Для Адорно де Сад является ключевым свидетелем исследуемой диалектики Просвещения и вместе с тем, наряду с другими проблематичными фигурами, одним из канонических авторов эпохи модерна, которую автор «Заметок по литературе» и «Эстетической теории» оценивает как пессимистическую и трагическую. Соответственно, литературные произведения модернитета несут в себе – подобно гностическим частицам света – познание ложного вещественного мира, живущего в состоянии почти непрерывного заблуждения. В этом смысле благодаря де Саду и Ницше отдельные моменты этого ложного мира становятся доступными для анализа и критического мышления, тогда как предлагаемая ими альтернатива – сила, суровость и жестокость – составляет существенную часть нашей ложной реальности. Вместе с тем заслуга этого дифференцированного взгляда заключается в том, что он указывает на границы диалектического спасения. Жюстина и Жюльетта не являются предшественницами психотерапии, поскольку ключевую роль в ней играют перенос и эмпатия. В отношении достижений мира после 1945 года, возникшего из руин мировой войны, холокоста и колониализма, такой взгляд осуждает как психоанализ, так и демократию, которую левые нередко отвергают как буржуазную, как если бы существовала какая-то другая демократия. И психоанализ, и демократия – достижения Просвещения.
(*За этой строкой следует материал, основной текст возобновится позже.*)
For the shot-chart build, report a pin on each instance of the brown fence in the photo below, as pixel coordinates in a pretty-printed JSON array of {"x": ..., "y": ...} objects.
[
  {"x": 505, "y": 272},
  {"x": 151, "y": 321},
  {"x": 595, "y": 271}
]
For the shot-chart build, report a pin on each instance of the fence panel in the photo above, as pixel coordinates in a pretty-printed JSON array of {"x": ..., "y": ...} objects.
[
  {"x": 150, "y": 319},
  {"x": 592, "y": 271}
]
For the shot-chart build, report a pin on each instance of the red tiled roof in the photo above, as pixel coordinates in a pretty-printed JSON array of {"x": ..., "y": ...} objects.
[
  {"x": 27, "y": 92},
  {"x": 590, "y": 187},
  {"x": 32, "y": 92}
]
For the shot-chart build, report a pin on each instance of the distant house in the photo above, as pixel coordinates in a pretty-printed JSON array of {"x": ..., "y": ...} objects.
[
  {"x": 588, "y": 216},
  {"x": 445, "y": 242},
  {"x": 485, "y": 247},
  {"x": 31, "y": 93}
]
Они принимают во внимание темные стороны человеческой жизни и пытаются проникнуть в эти глубины, но воздерживаются от того, чтобы в духе черного романтизма прославлять их как свободу – возможность делать что угодно и переступать любые границы.
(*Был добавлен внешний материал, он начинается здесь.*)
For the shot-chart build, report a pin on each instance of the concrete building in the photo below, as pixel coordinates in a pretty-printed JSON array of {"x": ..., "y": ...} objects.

8. Жертва, насилие, жестокость: Исмаил Кадаре и Рене Жирар
I. Месть и жестокость
Месть – еще одна форма систематического насилия, неизменная спутница человеческого-слишком-человеческого, которая встречается во всех культурах. На первый взгляд, месть отличается от власти, насилия и жестокости тем, что в горизонте традиционных культур она предстает как нечто само собой разумеющееся – как справедливый ответ на злодеяние, предшествующее мести и обычно касающееся замкнутой группы. Месть менее предосудительна с моральной точки зрения, чем остальные четыре вида жестокости, описанные Энаффом (см. главу 1). В качестве акта возмездия она едва ли заслуживает высокой оценки, и все же в определенной степени ее можно оправдать как понятную контрмеру. К мести прибегают не только сильные мира сего, но и те, кто не обладает большой властью. Зачастую месть понимается как обмен, который восстанавливает баланс, нарушенный насильственным действием.
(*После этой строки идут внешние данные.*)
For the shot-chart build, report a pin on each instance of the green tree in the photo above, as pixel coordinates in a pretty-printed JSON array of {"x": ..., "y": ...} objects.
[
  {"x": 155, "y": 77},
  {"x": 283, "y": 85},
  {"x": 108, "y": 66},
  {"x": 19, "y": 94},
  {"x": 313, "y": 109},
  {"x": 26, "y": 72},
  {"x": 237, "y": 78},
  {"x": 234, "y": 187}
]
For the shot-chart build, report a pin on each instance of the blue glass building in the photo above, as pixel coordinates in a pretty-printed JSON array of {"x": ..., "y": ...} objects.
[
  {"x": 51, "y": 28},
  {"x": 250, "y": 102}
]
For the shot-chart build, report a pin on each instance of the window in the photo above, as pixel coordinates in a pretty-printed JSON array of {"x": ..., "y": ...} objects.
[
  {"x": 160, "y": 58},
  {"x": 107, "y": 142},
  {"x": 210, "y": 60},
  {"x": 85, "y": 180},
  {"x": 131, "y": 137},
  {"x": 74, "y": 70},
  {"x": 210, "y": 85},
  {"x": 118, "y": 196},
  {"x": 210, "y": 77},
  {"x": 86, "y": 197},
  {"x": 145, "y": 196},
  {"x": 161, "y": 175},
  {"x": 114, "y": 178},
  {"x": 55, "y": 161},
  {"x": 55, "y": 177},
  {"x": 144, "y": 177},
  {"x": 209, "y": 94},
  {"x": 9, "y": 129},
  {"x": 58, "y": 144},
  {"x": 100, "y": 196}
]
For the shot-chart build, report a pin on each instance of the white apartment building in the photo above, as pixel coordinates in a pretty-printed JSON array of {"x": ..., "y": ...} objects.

Месть непроизвольна, она не является следствием субъективного стремления к самоутверждению и превосходству. С жестокостью ее объединяют мнимое равенство, расчет, символическая забота об индивидуальном и коллективном и набор соответствующих правил. Кроме того, месть – это феномен премодерна, который не только нейтрализует чувство вины за убийство другого, часто невиновного, но и делает само убийство необходимым. Месть подчиняется этике, в которой совершение насилия и даже убийство становятся долгом.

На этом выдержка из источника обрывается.